The “Gang of Eight” officially introduced their comprehensive immigration reform bill—the Border Security, Economic Opportunity and Immigration Modernization Act—in the Senate today, capping off months of negotiations to craft a bipartisan solution. As many have said, it is not a perfect bill, but it is a good compromise that will go far in an attempt to fix our broken immigration system.
Members of a House group who have been working on a House immigration measure, including Reps. Luis Gutierrez (D-IL) and Raul Labrador (R-ID), released the group’s first public statement to show support for the Senate bill and promised their own legislation soon. “We believe we will soon agree on a reasonable, common-sense plan to finally secure our borders and strengthen our economy, with a tough but fair process that respects the rule of law so immigrants can contribute to our country,” the statement said. And President Obama praised the bill yesterday after meeting with Sens. John McCain (R-AZ) and Chuck Schumer (D-NY). And while he said in a statement that no one gets everything they want from the bill, including him, “it is largely consistent with the principles that I have repeatedly laid out for comprehensive reform.”

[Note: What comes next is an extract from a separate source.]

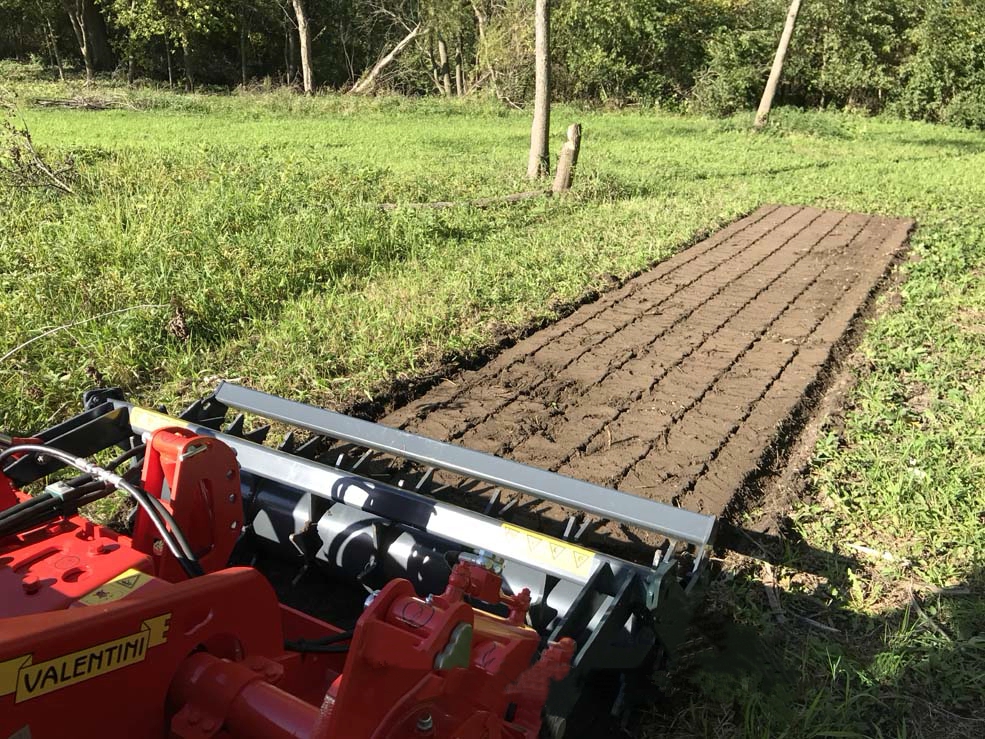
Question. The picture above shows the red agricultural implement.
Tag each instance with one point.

The Senate bill certainly goes far. It includes a path to citizenship, creates a new W visa for hiring foreign workers while increasing the number of H-1B visas, and expands uncapped visas available to spouses and children of both permanent legal residents and persons receiving employment-based lawful permanent resident status. The Department of Homeland Security will receive about $5 billion to fund border security enhancements. And for interior enforcement, the bill requires U.S. employers to implement E-Verify, and government officials will have to set up an exit/entry system to track if foreign visitors or workers overstay their visas.

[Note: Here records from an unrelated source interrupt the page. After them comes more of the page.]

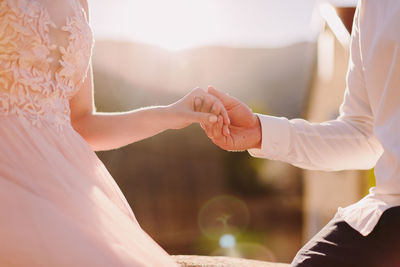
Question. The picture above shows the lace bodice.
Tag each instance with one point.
(38, 76)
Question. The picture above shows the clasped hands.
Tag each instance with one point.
(227, 121)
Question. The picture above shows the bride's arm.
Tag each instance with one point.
(104, 131)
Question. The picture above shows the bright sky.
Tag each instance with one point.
(177, 24)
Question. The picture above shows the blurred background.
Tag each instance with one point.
(283, 58)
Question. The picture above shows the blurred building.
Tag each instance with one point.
(324, 192)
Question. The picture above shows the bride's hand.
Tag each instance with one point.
(182, 113)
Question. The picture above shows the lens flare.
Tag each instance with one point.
(227, 241)
(223, 215)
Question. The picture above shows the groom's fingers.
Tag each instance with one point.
(203, 118)
(227, 100)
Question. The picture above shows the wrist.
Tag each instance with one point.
(257, 133)
(173, 117)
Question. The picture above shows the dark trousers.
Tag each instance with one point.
(339, 245)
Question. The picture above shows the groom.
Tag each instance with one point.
(338, 243)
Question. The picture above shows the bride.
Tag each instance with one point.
(59, 206)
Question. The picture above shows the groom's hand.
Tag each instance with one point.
(244, 129)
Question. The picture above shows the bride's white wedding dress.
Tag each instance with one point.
(59, 206)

But the legislation also gets rid of the diversity visa and eliminates the sibling category for family visas, which some organizations have argued today would hurt the family-based immigration system. Additionally, it lacks protections for bi-national LGBT couples, although advocates are hopeful the Uniting American Families Act—which would allow LGBT Americans to sponsor foreign partners for U.S. residency—will be added to the immigration bill during the amendment process. “They expect an amendment to be offered and they expect all their Democratic colleagues to vote in favor of that amendment,” Steve Ralls, Immigration Equality spokesman, told the Washington Blade.

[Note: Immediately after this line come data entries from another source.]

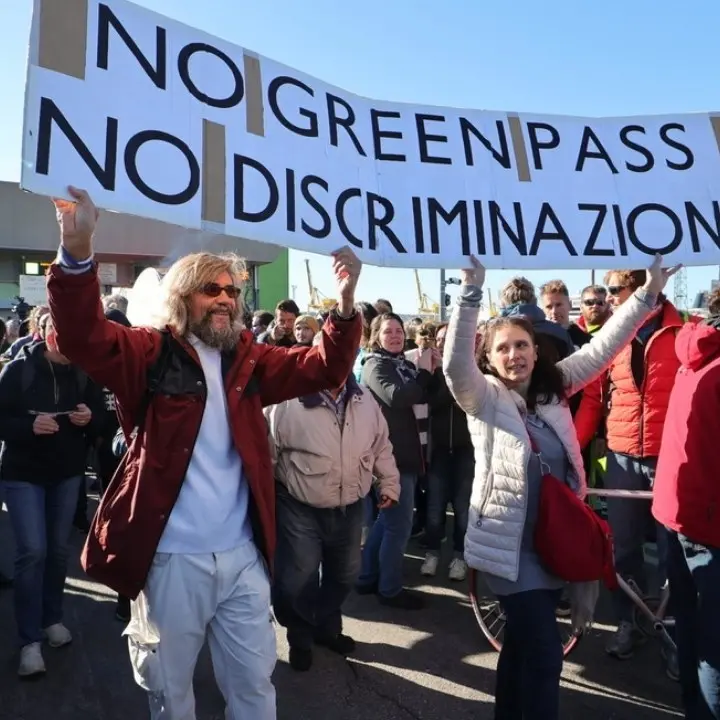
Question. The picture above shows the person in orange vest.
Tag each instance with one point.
(636, 390)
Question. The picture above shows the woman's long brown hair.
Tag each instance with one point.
(547, 382)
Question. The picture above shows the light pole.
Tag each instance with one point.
(444, 297)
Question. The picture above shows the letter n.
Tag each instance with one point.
(50, 114)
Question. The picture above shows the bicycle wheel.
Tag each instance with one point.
(491, 618)
(641, 622)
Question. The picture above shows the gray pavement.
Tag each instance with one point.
(433, 664)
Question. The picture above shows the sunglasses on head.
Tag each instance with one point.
(214, 290)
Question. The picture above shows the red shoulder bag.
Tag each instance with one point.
(572, 541)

Under the bill, immigrants who are undocumented and apply for legal status would have a roughly 13-year wait for citizenship, but they would not qualify for some public benefits, including health care. “As currently proposed, immigrant women and families would have to wait at least 13 to 15 years for access to affordable health insurance options,” said Jessica González-Rojas, executive director of the National Latina Institute for Reproductive Health.
The concerns about the bill are valid, and it still has a long process through committee hearings and the mark-up in the Senate. But it is a starting point. Hopefully, at the end of the long process, the bill will retain much of its same shape as an important fix to U.S. immigration laws.